Quote from: garbon on November 01, 2012, 04:47:39 PM
Quote from: Razgovory on November 01, 2012, 04:46:07 PM
Quote from: garbon on November 01, 2012, 04:44:22 PM
Raz, if it is all down to Republican obstructionism, what was the reason for the failure of the Pelosi-Reid Connection?

Why don't you tell me what that is first.

The period of time when Obama first arrived, the Dems in charge across the board still had difficulties rallying their troops.

They could get simple majorities, they couldn't get the numbers to overcome filibusters.
I've given it serious thought. I must scorn the ways of my family, and seek a Japanese woman to yield me my progeny. He shall live in the lands of the east, and be well tutored in his sacred trust to weave the best traditions of Japan and the Sacred South together, until such time as he (or, indeed his house, which will periodically require infusion of both Southern and Japanese bloodlines of note) can deliver to the South it's independence, either in this world or in space.  -Lettow April of 2011

Raz is right. -MadImmortalMan March of 2017

Phillip V

Quote from: Razgovory on November 01, 2012, 04:58:24 PM
Quote from: garbon on November 01, 2012, 04:47:39 PM
Quote from: Razgovory on November 01, 2012, 04:46:07 PM
Quote from: garbon on November 01, 2012, 04:44:22 PM
Raz, if it is all down to Republican obstructionism, what was the reason for the failure of the Pelosi-Reid Connection?

Why don't you tell me what that is first.

The period of time when Obama first arrived, the Dems in charge across the board still had difficulties rallying their troops.

They could get simple majorities, they couldn't get the numbers to overcome filibusters.
So we can't expect anything from government even if one party has the Presidency and almost super-majorities in Congress. :lol:

Razgovory

The key word here is "almost".  Tell me Phil, why shouldn't Dems obstruct every bill that Republicans propose if they lose this election?
I've given it serious thought.
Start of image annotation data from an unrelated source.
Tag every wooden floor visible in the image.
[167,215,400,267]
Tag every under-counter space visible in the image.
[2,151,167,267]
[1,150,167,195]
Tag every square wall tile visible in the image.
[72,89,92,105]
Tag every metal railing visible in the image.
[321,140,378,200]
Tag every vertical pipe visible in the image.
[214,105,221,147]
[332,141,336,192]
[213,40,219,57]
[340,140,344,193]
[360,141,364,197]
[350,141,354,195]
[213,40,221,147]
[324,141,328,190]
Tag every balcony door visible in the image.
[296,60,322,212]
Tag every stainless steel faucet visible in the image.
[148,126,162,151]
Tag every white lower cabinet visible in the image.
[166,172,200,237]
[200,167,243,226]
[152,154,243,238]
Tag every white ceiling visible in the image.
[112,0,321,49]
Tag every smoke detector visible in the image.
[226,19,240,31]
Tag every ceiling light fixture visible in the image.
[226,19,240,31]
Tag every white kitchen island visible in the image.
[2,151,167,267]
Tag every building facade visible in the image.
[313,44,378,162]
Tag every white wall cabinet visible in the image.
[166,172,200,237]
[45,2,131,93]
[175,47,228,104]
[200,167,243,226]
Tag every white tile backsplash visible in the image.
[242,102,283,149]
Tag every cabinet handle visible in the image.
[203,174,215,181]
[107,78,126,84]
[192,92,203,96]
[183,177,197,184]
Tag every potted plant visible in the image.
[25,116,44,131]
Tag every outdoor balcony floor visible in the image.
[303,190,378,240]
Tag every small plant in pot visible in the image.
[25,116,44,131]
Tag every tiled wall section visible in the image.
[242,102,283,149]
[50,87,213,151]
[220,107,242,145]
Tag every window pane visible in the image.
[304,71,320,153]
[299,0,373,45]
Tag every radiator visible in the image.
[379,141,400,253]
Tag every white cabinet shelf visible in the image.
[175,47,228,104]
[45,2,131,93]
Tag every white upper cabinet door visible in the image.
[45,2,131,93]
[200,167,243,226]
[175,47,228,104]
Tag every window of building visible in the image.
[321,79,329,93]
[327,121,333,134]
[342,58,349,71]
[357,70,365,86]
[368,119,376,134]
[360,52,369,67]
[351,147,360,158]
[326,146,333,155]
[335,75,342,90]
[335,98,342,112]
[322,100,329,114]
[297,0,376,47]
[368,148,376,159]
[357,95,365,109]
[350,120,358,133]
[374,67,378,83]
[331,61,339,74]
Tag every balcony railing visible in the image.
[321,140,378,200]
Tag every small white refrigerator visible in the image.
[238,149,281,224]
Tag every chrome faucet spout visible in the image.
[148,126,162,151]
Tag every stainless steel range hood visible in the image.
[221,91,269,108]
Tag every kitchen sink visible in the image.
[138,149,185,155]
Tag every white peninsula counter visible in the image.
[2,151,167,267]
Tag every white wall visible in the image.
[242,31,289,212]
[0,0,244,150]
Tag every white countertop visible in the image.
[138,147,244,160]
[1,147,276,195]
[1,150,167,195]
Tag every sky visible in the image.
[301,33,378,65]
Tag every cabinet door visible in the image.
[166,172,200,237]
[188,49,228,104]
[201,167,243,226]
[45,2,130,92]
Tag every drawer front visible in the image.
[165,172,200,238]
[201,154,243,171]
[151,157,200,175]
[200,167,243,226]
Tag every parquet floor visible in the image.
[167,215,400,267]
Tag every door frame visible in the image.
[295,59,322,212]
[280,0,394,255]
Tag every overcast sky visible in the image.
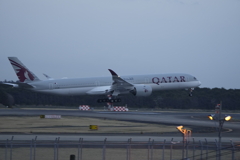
[0,0,240,89]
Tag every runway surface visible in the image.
[0,109,240,142]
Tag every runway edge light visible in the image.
[176,126,183,133]
[208,114,215,121]
[224,115,232,121]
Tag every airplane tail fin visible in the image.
[8,57,39,83]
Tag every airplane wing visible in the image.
[108,69,134,96]
[0,83,34,88]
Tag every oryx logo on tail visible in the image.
[9,57,39,82]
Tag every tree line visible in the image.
[0,80,240,110]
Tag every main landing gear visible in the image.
[97,95,122,103]
[188,88,194,97]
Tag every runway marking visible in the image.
[96,112,161,115]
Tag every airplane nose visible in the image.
[198,81,202,86]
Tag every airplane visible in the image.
[7,57,201,103]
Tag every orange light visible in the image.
[208,115,214,121]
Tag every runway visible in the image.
[0,109,240,142]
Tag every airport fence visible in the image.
[0,137,240,160]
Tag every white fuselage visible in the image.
[28,73,201,95]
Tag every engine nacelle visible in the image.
[130,84,152,96]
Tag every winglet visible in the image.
[108,69,118,76]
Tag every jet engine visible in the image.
[130,84,152,96]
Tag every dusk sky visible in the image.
[0,0,240,89]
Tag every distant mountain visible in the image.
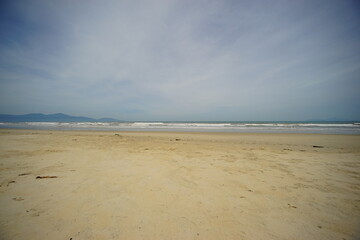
[0,113,119,122]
I must scorn the ways of my family, and seek a Japanese woman to yield me my progeny. He shall live in the lands of the east, and be well tutored in his sacred trust to weave the best traditions of Japan and the Sacred South together, until such time as he (or, indeed his house, which will periodically require infusion of both Southern and Japanese bloodlines of note) can deliver to the South it's independence, either in this world or in space.  -Lettow April of 2011

Raz is right. -MadImmortalMan March of 2017

Phillip V

Quote from: Razgovory on November 01, 2012, 05:04:13 PM
The key word here is "almost".  Tell me Phil, why shouldn't Dems obstruct every bill that Republicans propose if they lose this election?
No idea what Dems or Repubs can or should do. We need to see the breakdown of Congressional seats and situation of the economy in 2013.

CountDeMoney

Quote from: Barrister on November 01, 2012, 04:13:57 PM
I don't know about the "no upside" part Berk.  I think Romney has significant upside. 

BB = More conservative than Neil, and yet somehow, sillier.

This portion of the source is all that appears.